All decisions in Hidden Agenda are made by majority vote. The game literally won’t progress (except in the case of QTEs and other time-limited activities) until most of the players move their cursor over one option. (In the case of a two-player game, this means both players have to agree or the game simply won’t move on.)
That means you have to talk it out—argue, cajole, and otherwise debate your case for why a certain character would do or say a certain thing. And those discussions are by far the most fun I had with Hidden Agenda, thanks to the game codifying the way I already play other decision-driven games (like Until Dawn and The Yawhg ) when friends are in the room.
What’s great about it here, as in those other games, is that it forces me to think critically about a character in the moment, rather than just after the fact. “Oh, Detective Marney wouldn’t want to upset this person right now,” I’d say, or “We don’t really have any reason not to trust that witness yet.”
Stop, collaborate, and listen
This democratic element adds a lot to what is actually a very basic and predictable plot—I correctly guessed Hidden Agenda ’s endgame plot twist about 10 minutes in. But my own interpretations and biases toward the character added layers to the moment-to-moment dialogue that the game doesn’t bring itself.
Hidden Agenda also adds a wrinkle to those player debates with “takeover cards.” These limited resources let any single player take over any one decision—ostensibly making themselves the only vote that counts. Of course, takeover cards can also be overridden by another player’s takeover card, and so on, until all players have run out. So there’s a bit of strategy to hoarding them until you really want an in-game decision to go a certain way.
That strategy is especially important in the competitive mode that Hidden Agenda gets its name from. In this mode, secret instructions are beamed to players’ phones—hidden agendas, if you will—that task them with nudging the story in certain directions.

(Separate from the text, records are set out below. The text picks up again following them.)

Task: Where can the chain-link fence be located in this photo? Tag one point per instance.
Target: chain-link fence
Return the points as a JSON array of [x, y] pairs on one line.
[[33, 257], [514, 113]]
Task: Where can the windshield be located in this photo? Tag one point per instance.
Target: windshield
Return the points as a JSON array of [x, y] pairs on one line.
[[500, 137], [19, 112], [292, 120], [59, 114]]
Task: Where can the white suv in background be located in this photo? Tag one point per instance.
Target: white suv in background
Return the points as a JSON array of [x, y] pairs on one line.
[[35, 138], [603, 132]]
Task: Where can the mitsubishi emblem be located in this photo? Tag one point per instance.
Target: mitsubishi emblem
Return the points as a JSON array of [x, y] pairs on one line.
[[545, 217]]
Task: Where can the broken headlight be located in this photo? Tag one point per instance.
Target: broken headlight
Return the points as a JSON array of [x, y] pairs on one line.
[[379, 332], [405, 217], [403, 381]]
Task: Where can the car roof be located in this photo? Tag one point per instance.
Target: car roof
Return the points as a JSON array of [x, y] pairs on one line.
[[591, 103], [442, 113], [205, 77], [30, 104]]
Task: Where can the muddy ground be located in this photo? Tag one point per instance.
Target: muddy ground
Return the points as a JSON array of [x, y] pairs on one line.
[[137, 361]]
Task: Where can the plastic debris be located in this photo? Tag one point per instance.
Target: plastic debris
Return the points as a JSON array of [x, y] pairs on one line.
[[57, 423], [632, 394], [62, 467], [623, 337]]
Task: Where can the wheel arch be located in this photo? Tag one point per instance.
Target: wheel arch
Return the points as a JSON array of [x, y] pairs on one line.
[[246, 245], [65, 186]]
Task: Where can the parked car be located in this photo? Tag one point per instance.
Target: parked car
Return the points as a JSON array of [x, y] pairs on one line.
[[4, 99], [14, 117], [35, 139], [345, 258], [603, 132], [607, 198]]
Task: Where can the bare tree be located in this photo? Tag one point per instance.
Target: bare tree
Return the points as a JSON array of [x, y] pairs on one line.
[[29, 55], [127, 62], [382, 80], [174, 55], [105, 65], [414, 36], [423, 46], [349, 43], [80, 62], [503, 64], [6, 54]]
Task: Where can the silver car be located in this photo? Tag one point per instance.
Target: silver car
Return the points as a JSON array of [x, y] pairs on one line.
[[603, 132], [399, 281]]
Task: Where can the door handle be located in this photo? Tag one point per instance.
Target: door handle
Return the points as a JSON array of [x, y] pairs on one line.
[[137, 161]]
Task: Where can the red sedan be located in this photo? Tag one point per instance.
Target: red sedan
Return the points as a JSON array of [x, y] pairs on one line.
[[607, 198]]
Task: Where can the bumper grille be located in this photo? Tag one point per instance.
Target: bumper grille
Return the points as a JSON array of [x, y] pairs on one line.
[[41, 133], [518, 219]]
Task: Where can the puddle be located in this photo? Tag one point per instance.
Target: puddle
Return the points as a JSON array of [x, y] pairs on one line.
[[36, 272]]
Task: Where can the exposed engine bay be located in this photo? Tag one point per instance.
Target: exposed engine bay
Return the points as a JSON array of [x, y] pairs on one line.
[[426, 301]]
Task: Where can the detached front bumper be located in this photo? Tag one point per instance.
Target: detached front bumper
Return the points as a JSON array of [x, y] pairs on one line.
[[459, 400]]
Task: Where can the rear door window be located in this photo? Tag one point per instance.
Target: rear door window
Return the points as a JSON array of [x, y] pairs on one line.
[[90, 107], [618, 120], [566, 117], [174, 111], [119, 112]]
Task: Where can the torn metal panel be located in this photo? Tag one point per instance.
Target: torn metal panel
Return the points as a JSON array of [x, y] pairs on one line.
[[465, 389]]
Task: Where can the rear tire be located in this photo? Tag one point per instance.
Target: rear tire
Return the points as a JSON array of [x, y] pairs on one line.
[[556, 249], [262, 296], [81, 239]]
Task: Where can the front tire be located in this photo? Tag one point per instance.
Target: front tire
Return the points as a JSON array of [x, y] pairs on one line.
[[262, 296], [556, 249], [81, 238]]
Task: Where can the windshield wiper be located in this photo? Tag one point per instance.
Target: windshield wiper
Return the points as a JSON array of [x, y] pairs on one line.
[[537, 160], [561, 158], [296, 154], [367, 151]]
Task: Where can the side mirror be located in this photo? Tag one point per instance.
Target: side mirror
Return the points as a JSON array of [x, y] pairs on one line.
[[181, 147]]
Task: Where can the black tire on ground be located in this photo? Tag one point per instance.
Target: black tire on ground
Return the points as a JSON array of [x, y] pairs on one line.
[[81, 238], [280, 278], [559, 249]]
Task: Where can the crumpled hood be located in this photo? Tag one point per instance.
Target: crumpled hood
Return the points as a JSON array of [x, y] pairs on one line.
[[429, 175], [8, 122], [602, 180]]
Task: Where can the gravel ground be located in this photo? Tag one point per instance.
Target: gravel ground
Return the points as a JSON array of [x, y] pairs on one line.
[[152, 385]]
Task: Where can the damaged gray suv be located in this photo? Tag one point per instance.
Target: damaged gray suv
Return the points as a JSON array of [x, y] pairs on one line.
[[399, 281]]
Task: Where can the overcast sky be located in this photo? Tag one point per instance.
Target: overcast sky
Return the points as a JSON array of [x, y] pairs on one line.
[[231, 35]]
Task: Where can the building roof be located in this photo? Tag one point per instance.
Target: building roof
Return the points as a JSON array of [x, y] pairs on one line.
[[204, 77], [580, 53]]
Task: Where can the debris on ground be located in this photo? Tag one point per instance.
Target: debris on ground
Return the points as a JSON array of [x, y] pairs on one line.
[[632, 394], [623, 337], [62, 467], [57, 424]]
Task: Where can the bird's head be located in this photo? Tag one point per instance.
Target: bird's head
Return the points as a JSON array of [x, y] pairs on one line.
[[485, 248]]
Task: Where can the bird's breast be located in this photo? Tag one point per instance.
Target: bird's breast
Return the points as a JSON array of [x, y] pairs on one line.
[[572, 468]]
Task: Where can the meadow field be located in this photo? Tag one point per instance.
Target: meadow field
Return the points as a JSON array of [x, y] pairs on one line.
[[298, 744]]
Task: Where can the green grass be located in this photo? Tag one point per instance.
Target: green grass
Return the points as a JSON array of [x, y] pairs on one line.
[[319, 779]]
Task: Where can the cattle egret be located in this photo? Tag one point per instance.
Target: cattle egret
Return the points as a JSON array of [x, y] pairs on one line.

Short- and long-term goals like these are worth points, which determine a winner at the end.
Competition breeds points
The idea is to move your agenda forward and foil other players, but Hidden Agenda ’s self-serious plot isn’t a great match for those kinds of party game objectives. Nor does the game’s overarching mystery really encourage repeat playthroughs. You could make the case that a single, competitive group playthrough is worth the measly $20 price tag, but that’s just $5 cheaper than a much longer lived and more diverse Jackbox bundle.
Compared to other phone-to-console party games like those, Hidden Agenda feels like a proof-of-concept. The story might be predictable and stitched together in spots, but the technology works just about seamlessly. Not to mention the core concept—making decisions together as a group—that adds layers to the interactive narrative. Where Hidden Agenda fails is in adding compelling mechanical reasons to make those group decisions, rather than just doing it because it’s already fun in games like Until Dawn .
I’d love to see Supermassive take a more ambitious crack at this formula using the PlayLink tech. But if not, and PlayLink goes the way of motion controls or even the EyeToy, at least I won’t have a bunch of leftover plastic to keep in storage.
- Very detailed character models.
- It’s fun to hash out potential choices with a group of friends.
- Connecting PS4s and smartphones through PlayLink is seamless.
- Very inexpressive character models.
- The voting system doesn’t add anything to decision-making that you couldn’t add yourself.
- Bland and predictable police drama—I knew the “twist” almost instantly.
- Kind of serious and grim for a game to be played in a lighthearted party.
- The story is over pretty quickly and doesn’t encourage replays.
- In one scene, two characters order beer and then leave 30 seconds later without ever drinking it.
Verdict: $20 isn’t much to spend for a night’s entertainment, but there are much better games of this type for about the same price. Skip it.